Colin Powell attend «des actes» de la part d’Arafat

A l’évidence, le ton employé à l’égard d’Israël a nettement baissé. L’attitude de Colin Powell à Jérusalem constitue une marche arrière par rapport aux récentes déclarations de George W. Bush. Le président américain avait affirmé à plusieurs reprises que l’armée israélienne devait se retirer «sans délai» des villes palestiniennes occupées. En outre, si le diplomate américain a confirmé son intention de rencontrer samedi Yasser Arafat (rencontre qu’Ariel Sharon a qualifié d’«erreur tragique»), il a prévenu qu'il dirait «clairement» au président de l'Autorité palestinienne qu'il attend de lui «des actes» pour lutter contre la violence, «pas seulement des déclarations».

Pendant que Colin Powell rencontrait le chef du gouvernement israélien, Yasser Arafat recevait la visite du ministre égyptien des Affaires étrangères. Ahmed Maher, qui est arrivé au QG du président de l'autorité palestinienne escorté par trois jeeps israéliennes, est le premier dirigeant arabe à rencontrer Arafat, bloqué dans ses bureaux depuis le 29 mars. Selon la radio israélienne, si Ariel Sharon a autorisé cette visite, c’est en réponse à une demande personnelle du président égyptien Hosni Moubarak, en échange d’une promesse égyptienne d'exercer des pressions «en faveur d'un cessez-le-feu et la fin du terrorisme».

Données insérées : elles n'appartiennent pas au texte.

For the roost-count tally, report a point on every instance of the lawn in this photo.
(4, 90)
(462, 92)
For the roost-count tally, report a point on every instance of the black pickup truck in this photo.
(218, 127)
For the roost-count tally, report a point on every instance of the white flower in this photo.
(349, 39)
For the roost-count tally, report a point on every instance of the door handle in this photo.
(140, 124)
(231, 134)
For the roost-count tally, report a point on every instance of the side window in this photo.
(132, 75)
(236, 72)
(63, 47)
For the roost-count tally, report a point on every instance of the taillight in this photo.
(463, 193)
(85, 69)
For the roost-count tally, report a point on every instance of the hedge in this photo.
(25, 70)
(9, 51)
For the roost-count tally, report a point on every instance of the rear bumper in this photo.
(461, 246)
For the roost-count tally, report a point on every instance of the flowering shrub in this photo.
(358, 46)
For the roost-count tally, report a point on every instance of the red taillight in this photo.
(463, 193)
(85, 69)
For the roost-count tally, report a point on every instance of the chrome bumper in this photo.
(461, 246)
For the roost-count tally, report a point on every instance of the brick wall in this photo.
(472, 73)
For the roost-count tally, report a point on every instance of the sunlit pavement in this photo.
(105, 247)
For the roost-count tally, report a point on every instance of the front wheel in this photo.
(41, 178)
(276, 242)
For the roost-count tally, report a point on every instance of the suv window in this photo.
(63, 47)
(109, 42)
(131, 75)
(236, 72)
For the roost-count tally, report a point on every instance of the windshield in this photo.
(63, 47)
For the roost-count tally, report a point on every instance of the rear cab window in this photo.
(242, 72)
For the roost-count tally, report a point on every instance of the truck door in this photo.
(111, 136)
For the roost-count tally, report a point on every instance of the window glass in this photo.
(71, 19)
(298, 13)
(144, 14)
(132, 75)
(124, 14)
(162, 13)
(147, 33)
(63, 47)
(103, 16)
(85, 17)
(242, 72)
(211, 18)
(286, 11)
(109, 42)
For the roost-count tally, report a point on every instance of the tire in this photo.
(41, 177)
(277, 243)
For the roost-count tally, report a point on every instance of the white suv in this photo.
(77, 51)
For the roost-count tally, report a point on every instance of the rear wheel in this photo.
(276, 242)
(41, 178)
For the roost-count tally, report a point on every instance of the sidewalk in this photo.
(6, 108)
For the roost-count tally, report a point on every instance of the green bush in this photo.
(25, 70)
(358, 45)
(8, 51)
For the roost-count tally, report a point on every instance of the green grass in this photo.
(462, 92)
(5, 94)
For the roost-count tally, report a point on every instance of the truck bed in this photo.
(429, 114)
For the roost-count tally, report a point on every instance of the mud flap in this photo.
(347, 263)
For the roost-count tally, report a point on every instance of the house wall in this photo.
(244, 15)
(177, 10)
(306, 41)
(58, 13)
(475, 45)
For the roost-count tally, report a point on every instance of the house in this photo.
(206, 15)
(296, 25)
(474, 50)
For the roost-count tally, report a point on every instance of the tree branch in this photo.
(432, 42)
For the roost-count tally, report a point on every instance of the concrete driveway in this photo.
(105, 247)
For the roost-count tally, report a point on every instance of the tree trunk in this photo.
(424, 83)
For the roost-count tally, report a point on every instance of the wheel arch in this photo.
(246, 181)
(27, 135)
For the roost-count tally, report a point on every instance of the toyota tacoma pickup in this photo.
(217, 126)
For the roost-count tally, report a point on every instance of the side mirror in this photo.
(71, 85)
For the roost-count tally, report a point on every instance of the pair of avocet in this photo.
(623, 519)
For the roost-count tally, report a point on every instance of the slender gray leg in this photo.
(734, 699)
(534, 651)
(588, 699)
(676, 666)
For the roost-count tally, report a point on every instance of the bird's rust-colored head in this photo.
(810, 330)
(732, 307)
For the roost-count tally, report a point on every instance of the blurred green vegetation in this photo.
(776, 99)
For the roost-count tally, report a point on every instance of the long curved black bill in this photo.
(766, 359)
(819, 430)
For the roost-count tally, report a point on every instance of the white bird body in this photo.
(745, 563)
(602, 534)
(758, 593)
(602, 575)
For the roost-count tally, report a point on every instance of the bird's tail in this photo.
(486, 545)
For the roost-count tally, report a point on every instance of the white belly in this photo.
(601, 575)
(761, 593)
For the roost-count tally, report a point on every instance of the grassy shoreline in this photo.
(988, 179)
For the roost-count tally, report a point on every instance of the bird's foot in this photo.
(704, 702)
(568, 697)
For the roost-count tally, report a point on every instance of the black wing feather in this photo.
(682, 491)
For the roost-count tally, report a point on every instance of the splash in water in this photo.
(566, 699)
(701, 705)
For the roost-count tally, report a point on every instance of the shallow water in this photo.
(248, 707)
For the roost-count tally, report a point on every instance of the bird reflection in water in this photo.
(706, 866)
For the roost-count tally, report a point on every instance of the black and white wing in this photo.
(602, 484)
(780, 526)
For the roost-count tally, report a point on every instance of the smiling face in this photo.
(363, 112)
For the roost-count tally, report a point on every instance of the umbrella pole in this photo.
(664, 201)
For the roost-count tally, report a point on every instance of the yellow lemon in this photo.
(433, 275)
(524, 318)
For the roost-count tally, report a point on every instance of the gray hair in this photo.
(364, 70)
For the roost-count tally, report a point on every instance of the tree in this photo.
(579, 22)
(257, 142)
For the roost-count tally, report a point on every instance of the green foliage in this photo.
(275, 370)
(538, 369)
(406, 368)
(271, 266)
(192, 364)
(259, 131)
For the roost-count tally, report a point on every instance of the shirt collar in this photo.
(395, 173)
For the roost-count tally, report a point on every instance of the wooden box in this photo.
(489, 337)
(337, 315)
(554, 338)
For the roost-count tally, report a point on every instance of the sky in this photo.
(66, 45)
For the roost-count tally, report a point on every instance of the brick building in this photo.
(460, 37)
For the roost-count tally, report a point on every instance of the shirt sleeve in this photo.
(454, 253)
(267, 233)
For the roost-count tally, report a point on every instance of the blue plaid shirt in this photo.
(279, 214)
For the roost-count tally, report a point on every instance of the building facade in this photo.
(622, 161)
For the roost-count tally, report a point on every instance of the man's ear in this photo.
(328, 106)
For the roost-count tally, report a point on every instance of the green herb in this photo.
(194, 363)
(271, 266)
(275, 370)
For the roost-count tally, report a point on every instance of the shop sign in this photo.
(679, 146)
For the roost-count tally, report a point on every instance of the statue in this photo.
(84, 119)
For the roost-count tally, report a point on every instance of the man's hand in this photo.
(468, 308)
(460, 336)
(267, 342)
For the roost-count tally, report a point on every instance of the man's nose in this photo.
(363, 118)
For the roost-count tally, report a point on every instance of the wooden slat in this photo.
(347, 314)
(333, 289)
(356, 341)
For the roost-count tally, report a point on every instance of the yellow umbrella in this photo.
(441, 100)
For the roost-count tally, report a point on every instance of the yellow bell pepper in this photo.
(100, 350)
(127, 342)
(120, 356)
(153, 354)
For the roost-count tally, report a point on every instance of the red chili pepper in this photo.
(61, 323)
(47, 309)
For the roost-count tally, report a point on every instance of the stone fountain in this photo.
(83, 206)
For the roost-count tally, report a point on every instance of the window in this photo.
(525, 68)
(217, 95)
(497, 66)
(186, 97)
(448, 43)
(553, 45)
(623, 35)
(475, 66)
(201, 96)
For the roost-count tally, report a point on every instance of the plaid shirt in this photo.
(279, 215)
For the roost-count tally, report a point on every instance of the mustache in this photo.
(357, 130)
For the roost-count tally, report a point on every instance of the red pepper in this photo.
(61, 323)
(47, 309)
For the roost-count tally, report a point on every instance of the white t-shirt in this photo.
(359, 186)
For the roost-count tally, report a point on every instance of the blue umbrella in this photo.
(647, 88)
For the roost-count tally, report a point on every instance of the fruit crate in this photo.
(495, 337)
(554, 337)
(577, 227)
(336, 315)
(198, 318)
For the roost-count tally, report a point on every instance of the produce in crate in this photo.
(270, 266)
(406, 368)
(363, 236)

Dans la soirée de vendredi, Colin Powell devait se rendre à la frontière nord d'Israël, limitrophe avec le Liban, selon un responsable du département d'État. Le Hezbollah mène depuis le 30 mars des attaques quasi-quotidiennes contre le secteur des fermes de Chebaa, conquises par Israël sur la Syrie en 1967 et revendiquées par Beyrouth. L'Onu les considère comme étant des «terres syriennes».

L’issue de la tournée de Colin Powell, qui l’a déjà conduit dans trois pays arabes (Maroc, Egypte et Jordanie), est incertaine, lui même ayant déclaré avant son départ de Washington n’être «même pas sûr d’obtenir un cessez-le-feu». Cela rend d’autant plus aléatoire l’information donnée par certains diplomates, lesquels évoquent la possibilité du déploiement sur place d’un détachement réduit de soldats américains afin de superviser une trêve entre Israéliens et Palestiniens.